1 chains, each with iter=1000; warmup=500; thin=1;
post-warmup draws per chain=500, total post-warmup draws=500.
mean se_mean sd 2.5% 25% 50% 75% 97.5% n_eff Rhat
sig 0.00147989 0.00004558 0.00109131 0.00008564 0.00056554 0.00131792 0.00210129 0.00407314 573 1.0050062
sig1 0.12062747 0.00025085 0.00375407 0.11334060 0.11832019 0.12053361 0.12286424 0.12849077 224 0.9980990
sig2 0.03797979 0.00005621 0.00089803 0.03612970 0.03738746 0.03803156 0.03854388 0.03971250 255 0.9980047
rho -0.64260523 0.00136347 0.01910576 -0.67802336 -0.65486925 -0.64397021 -0.62984465 -0.60499704 196 0.9986664
eta 0.94631716 0.00090889 0.01255101 0.92417353 0.93723272 0.94619426 0.95472676 0.97200233 191 0.9980701
Sigma[1,1] 0.01456505 0.00006055 0.00090766 0.01284609 0.01399967 0.01452835 0.01509562 0.01650988 225 0.9980670
Sigma[1,2] -0.00295015 0.00001621 0.00023883 -0.00345336 -0.00308949 -0.00294962 -0.00279064 -0.00249462 217 0.9981057
Sigma[2,1] -0.00295015 0.00001621 0.00023883 -0.00345336 -0.00308949 -0.00294962 -0.00279064 -0.00249462 217 0.9981057
Sigma[2,2] 0.00144327 0.00000423 0.00006811 0.00130536 0.00139782 0.00144640 0.00148563 0.00157708 259 0.9980188
L[1,1] 0.12062747 0.00025085 0.00375407 0.11334060 0.11832019 0.12053361 0.12286424 0.12849077 224 0.9980990
L[1,2] 0.00000000 NaN 0.00000000 0.00000000 0.00000000 0.00000000 0.00000000 0.00000000 NaN NaN
L[2,1] -0.02442087 0.00008574 0.00125753 -0.02688328 -0.02521050 -0.02444180 -0.02360880 -0.02193476 215 0.9983378
L[2,2] 0.02907222 0.00001766 0.00034375 0.02838163 0.02884897 0.02907822 0.02929589 0.02969408 379 1.0009660
lp__ 3641.15104392 0.44610895 6.74073912 3626.35592137 3637.30179038 3641.17944491 3645.82128203 3653.33882154 228 0.9990915
The samples are, once again, not near the true values (apart from eta). After putting Sigma, L and w2 in the transformed parameters block, I am able to see these parameters in the Stan output.

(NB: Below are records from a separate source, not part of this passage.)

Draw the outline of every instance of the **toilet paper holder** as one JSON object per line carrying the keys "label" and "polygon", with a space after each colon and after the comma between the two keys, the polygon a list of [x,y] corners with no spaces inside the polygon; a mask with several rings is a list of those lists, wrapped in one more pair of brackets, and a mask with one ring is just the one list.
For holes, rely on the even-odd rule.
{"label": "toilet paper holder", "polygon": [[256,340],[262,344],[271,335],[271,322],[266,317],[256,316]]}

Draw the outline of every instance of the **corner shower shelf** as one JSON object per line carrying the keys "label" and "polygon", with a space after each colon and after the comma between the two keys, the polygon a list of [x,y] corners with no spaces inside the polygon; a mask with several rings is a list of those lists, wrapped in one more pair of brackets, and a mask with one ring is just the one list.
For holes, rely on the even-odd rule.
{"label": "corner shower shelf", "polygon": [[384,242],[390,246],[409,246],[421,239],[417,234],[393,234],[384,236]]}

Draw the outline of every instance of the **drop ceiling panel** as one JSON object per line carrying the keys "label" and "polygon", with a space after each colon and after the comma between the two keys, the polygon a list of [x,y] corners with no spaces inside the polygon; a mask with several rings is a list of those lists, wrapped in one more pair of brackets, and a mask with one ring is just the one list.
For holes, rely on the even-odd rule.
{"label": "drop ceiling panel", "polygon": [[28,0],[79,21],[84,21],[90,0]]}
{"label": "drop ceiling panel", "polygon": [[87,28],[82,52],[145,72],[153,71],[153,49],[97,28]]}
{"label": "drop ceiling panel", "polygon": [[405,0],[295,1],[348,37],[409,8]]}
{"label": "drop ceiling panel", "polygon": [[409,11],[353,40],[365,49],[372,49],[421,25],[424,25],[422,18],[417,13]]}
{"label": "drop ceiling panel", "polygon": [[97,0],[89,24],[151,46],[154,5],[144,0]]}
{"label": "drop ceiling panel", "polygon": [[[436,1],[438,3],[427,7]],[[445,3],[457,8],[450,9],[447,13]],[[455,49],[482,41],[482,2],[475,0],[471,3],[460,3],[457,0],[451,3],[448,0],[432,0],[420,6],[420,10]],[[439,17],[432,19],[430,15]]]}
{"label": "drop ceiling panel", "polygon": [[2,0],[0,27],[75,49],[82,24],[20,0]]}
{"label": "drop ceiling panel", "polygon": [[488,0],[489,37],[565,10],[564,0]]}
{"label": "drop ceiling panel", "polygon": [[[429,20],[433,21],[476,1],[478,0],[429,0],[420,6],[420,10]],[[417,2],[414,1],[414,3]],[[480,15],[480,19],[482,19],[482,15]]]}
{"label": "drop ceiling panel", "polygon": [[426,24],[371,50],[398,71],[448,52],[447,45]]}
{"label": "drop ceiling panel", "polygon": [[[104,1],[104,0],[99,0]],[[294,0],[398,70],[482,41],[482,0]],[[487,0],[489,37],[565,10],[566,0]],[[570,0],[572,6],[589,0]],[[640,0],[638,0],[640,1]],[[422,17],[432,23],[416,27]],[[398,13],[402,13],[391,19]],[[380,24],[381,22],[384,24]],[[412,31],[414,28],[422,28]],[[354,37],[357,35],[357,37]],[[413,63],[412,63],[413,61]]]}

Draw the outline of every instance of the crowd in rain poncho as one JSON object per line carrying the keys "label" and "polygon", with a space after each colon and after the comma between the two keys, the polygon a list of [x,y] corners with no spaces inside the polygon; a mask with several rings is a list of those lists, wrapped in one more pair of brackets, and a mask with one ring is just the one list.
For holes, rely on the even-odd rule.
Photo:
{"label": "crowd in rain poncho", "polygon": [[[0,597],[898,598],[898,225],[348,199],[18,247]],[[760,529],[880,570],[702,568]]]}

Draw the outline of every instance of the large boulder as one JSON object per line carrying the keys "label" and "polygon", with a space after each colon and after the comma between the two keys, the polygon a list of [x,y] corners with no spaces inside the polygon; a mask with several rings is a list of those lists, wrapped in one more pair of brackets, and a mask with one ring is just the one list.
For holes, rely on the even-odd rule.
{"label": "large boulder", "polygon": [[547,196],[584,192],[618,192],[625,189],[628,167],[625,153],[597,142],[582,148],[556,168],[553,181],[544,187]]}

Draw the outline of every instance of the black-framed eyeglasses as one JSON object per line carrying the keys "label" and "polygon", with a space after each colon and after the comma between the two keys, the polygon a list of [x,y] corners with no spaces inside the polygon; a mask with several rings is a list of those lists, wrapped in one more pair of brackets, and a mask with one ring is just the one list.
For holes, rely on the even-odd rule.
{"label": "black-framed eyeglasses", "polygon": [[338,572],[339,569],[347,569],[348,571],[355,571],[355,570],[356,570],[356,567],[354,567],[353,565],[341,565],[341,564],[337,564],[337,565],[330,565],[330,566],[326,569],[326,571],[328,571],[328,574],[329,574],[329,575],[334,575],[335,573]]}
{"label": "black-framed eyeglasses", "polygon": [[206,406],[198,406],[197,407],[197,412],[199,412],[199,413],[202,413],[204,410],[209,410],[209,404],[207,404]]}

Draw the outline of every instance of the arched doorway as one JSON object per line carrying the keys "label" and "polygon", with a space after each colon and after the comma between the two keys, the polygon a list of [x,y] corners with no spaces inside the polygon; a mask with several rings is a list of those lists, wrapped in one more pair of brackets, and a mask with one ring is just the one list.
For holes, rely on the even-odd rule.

It appears that something is going wrong with the Cholesky decomposition. There are NaN values in the L[1,2] row of the output.
In addition, I used the parameter samples for \eta, \sigma_1, \sigma_2, \rho, and \sigma to make some predictions. Namely, I forecasted the covariate process of a new unit that may have just joined the cohort of units. I compared these forecasts to forecasts using the true values.
I have attached a plot of the forecasts:
forecasts.pdf (7.3 KB)
The forecasts from the Stan samples are much narrower compared to the forecasts from the true parameter values.
Aside: when writing
sqrt(vector)
does Stan take the square root of each element of the vector?